Simopoulos was convicted of violating a Virginia law requiring that second-trimester abortions -- those done after the 13th week of pregnancy -- be performed in a hosptial. Bach heard the case without a jury, and convicted the doctor on Wednesday.
Prosecutors said the doctor violated the state law by injecting the young girl with a salt solution at his American Women's Clinic in Falls Church last November. The girl was more than five months pregnant at the time.
She testified at the trial that Simopoulos allowed her to deliver the dead male fetus by herself at Springfield motel without warning her how traumatic the experience could be. She left the fetus in a wastebasket at the motel, where it was found later.
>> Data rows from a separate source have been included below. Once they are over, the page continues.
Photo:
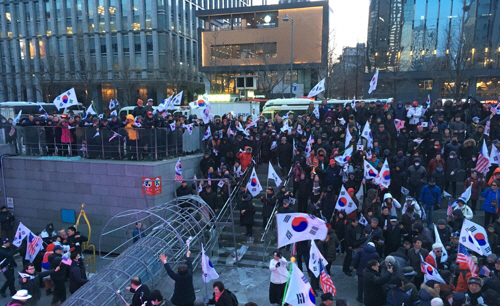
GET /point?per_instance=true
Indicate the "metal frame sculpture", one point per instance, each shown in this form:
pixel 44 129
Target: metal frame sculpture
pixel 171 226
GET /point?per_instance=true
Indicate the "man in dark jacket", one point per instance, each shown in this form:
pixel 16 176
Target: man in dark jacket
pixel 75 240
pixel 183 288
pixel 414 260
pixel 140 291
pixel 361 258
pixel 9 264
pixel 349 241
pixel 77 277
pixel 285 155
pixel 58 278
pixel 374 294
pixel 31 280
pixel 210 197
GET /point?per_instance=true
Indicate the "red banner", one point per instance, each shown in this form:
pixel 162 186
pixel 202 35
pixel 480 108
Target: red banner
pixel 151 186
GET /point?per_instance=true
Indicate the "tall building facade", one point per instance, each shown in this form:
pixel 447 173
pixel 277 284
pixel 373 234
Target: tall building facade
pixel 257 41
pixel 442 48
pixel 125 49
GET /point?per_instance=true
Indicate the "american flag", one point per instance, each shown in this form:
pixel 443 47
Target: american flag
pixel 326 281
pixel 399 124
pixel 483 160
pixel 464 256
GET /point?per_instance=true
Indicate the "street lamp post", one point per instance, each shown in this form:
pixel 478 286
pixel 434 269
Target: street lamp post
pixel 288 18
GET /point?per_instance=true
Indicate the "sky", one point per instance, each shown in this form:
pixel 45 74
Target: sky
pixel 348 22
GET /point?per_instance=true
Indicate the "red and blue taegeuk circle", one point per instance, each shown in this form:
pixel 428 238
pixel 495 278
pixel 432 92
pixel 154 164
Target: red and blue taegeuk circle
pixel 299 224
pixel 342 202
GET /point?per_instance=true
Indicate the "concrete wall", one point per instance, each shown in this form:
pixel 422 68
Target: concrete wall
pixel 42 187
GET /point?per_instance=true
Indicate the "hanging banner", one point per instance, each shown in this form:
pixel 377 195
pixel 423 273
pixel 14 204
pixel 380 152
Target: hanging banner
pixel 151 186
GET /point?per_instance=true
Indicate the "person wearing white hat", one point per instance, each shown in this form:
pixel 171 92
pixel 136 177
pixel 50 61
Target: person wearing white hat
pixel 20 298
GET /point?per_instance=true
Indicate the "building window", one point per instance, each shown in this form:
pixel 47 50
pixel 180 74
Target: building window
pixel 241 51
pixel 487 88
pixel 425 85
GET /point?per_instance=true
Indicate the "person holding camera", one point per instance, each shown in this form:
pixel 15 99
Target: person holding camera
pixel 279 276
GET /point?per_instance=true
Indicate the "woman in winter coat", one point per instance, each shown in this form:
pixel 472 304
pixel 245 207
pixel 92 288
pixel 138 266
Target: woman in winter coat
pixel 183 288
pixel 77 277
pixel 491 201
pixel 246 215
pixel 428 291
pixel 221 296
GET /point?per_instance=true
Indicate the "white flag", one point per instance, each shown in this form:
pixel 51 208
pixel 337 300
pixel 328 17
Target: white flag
pixel 384 176
pixel 271 174
pixel 177 100
pixel 208 270
pixel 90 110
pixel 18 118
pixel 373 82
pixel 296 227
pixel 21 232
pixel 253 184
pixel 362 220
pixel 345 202
pixel 299 291
pixel 344 158
pixel 370 171
pixel 494 155
pixel 367 134
pixel 481 244
pixel 316 112
pixel 66 99
pixel 360 195
pixel 314 258
pixel 444 254
pixel 207 134
pixel 317 89
pixel 33 245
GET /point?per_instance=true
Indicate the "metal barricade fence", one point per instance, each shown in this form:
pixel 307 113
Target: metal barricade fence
pixel 103 143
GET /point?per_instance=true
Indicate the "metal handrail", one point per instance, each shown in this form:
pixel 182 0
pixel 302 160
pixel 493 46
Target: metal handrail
pixel 270 230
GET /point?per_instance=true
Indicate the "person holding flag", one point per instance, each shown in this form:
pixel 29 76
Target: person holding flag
pixel 183 288
pixel 279 277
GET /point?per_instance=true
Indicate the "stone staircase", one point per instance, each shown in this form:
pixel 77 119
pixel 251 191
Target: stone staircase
pixel 253 256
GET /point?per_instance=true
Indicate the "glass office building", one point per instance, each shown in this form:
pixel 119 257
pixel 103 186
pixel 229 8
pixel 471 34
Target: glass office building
pixel 429 46
pixel 125 49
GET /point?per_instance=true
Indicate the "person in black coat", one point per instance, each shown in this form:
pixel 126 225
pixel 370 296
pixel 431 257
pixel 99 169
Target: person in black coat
pixel 77 277
pixel 9 265
pixel 349 241
pixel 30 280
pixel 140 291
pixel 58 278
pixel 222 296
pixel 374 294
pixel 361 258
pixel 183 289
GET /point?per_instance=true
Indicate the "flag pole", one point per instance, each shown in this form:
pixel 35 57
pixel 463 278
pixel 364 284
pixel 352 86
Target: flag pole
pixel 292 260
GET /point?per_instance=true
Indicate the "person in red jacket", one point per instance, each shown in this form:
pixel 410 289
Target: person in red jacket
pixel 245 158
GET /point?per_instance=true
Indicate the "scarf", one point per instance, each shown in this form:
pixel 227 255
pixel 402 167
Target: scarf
pixel 217 296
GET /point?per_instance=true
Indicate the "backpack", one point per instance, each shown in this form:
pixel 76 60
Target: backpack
pixel 233 297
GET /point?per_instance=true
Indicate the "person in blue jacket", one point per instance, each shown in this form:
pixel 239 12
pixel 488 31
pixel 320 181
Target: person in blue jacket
pixel 430 195
pixel 490 206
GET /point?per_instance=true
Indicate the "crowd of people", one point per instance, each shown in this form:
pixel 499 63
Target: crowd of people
pixel 143 134
pixel 432 151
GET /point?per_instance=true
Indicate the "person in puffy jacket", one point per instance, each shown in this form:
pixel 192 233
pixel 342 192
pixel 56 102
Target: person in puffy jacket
pixel 491 201
pixel 361 259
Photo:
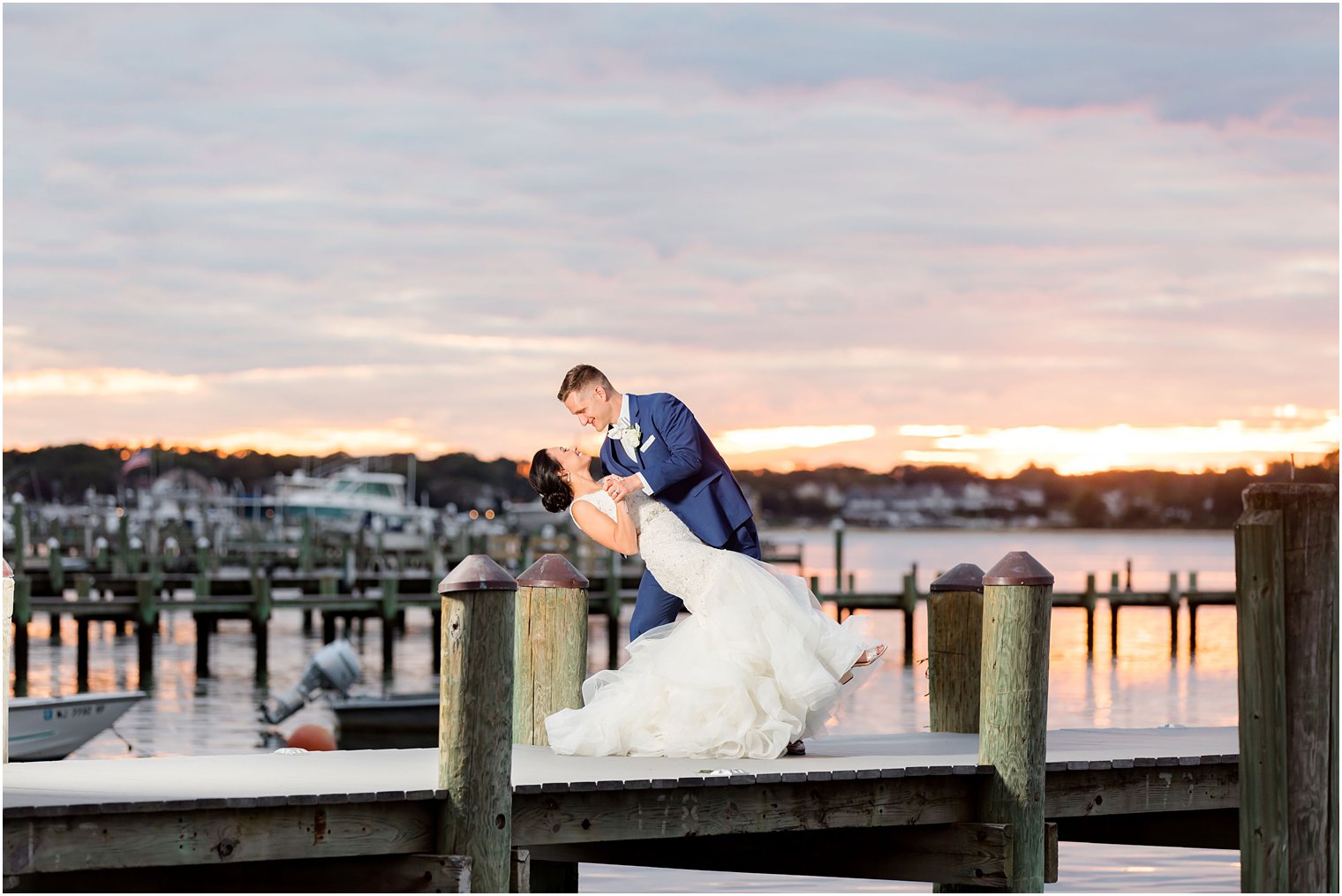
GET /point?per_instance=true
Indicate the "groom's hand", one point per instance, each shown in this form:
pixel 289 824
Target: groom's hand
pixel 621 487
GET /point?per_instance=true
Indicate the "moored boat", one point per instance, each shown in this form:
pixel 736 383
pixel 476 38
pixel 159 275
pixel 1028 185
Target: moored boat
pixel 54 727
pixel 392 722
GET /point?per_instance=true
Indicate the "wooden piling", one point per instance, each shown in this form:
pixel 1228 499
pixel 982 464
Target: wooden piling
pixel 1089 602
pixel 391 586
pixel 145 629
pixel 7 589
pixel 80 653
pixel 22 614
pixel 612 609
pixel 260 627
pixel 1014 709
pixel 954 648
pixel 54 568
pixel 910 606
pixel 475 719
pixel 1192 614
pixel 204 624
pixel 1173 597
pixel 549 666
pixel 1285 566
pixel 839 527
pixel 549 645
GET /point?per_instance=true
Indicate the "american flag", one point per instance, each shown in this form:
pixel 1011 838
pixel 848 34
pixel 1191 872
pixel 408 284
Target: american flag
pixel 136 462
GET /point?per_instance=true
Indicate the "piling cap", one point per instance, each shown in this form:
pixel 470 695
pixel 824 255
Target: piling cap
pixel 552 570
pixel 965 577
pixel 477 573
pixel 1017 568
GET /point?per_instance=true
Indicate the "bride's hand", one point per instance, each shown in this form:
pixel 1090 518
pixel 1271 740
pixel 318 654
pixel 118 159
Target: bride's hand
pixel 617 487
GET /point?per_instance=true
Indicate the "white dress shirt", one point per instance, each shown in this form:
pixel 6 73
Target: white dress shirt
pixel 627 421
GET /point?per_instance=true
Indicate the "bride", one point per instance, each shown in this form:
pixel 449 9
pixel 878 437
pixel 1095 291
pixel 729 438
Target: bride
pixel 753 669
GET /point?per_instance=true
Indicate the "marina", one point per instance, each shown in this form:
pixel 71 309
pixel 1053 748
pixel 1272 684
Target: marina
pixel 861 717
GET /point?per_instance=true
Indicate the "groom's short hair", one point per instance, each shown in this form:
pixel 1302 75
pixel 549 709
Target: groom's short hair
pixel 581 377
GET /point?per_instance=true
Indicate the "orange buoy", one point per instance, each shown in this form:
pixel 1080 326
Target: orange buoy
pixel 312 736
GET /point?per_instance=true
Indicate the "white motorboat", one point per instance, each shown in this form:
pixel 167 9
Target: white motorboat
pixel 54 727
pixel 353 498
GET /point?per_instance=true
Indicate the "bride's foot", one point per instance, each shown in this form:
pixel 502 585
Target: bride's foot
pixel 870 656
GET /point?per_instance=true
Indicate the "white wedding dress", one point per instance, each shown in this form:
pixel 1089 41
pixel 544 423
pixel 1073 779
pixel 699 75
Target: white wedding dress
pixel 755 666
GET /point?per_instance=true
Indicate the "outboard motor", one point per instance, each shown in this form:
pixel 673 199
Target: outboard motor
pixel 332 668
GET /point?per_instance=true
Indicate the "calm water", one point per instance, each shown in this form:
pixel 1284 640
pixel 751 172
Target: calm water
pixel 1143 686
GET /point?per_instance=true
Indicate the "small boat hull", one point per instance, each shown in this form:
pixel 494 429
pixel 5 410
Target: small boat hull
pixel 54 727
pixel 395 722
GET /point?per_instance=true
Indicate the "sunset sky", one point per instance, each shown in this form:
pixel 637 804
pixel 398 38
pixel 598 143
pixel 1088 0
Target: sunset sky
pixel 1082 237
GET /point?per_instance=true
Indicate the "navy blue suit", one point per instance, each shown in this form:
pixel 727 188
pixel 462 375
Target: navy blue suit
pixel 688 475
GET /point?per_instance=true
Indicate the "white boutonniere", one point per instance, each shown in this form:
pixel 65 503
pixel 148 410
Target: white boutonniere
pixel 630 436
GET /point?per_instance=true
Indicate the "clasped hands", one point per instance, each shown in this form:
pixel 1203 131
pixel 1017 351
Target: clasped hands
pixel 619 487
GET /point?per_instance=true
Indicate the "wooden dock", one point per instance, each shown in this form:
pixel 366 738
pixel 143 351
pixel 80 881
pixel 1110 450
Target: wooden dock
pixel 980 802
pixel 885 806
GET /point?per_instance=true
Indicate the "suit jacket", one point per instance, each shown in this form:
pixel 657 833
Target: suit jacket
pixel 682 467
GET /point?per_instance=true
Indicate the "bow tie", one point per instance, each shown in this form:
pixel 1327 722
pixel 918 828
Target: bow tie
pixel 629 435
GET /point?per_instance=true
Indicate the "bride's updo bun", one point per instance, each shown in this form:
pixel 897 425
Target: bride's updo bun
pixel 556 493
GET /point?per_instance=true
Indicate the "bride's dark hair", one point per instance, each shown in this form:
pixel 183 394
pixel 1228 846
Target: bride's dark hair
pixel 556 493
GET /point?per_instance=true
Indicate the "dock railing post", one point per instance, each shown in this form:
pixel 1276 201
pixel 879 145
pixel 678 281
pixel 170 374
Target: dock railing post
pixel 910 606
pixel 7 584
pixel 389 606
pixel 1014 709
pixel 475 720
pixel 145 629
pixel 1285 569
pixel 1089 602
pixel 614 576
pixel 549 666
pixel 1189 596
pixel 54 568
pixel 954 648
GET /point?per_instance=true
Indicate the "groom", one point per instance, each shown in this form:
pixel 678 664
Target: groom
pixel 654 443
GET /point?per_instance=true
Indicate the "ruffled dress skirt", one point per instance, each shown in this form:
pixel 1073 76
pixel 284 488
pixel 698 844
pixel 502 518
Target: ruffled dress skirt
pixel 755 666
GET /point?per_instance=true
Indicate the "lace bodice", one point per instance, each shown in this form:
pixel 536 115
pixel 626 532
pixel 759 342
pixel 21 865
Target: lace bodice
pixel 681 562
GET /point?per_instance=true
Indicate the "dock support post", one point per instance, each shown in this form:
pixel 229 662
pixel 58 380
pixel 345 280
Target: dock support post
pixel 1285 569
pixel 19 519
pixel 910 606
pixel 54 568
pixel 391 594
pixel 612 611
pixel 436 639
pixel 22 614
pixel 260 628
pixel 1014 709
pixel 1173 599
pixel 1089 602
pixel 954 648
pixel 204 622
pixel 549 666
pixel 145 629
pixel 475 720
pixel 1192 614
pixel 1112 614
pixel 838 524
pixel 7 591
pixel 80 653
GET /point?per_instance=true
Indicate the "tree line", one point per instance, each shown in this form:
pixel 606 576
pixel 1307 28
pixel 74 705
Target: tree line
pixel 1149 498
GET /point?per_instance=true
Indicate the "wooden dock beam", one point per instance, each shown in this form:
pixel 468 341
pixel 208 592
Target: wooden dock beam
pixel 1014 712
pixel 1285 568
pixel 475 720
pixel 7 591
pixel 550 663
pixel 954 648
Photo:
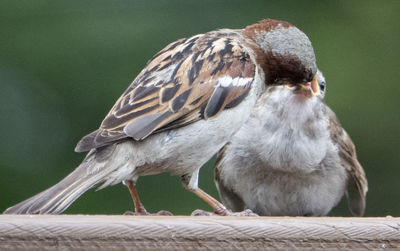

Simopoulos testified that he carefully explained to the girl what would happen and told her to go to Fairfax Hospital when she went into labor. He said he had assured her he would deliver the fetus there.
The defense, in strongly attacking the Virginia abortion law, argued that the hospitalization requirement unconstitutionally restricts the ability of minors to obtain abortions. Defense doctors testified that it was medically safe to inject the salt solution outside the hospital in a clinic such as the one Simpoulos has.
Virginia law requires the state Medical Boards executive secretary to lift without a hearing the license of a physician convicted of a felony, a spokesman for the state Attorney General's office said yesterday. The full board later can reinstate the license while the physician's conviction is on appeal, the spokesman added.
In the case of Dr. Murdock Head, another physician convicted on felony charges last year, the state board refused to let him keep his license during the appeal of his conviction on charges of engaging in a criminal conspiracy, the spokesman said.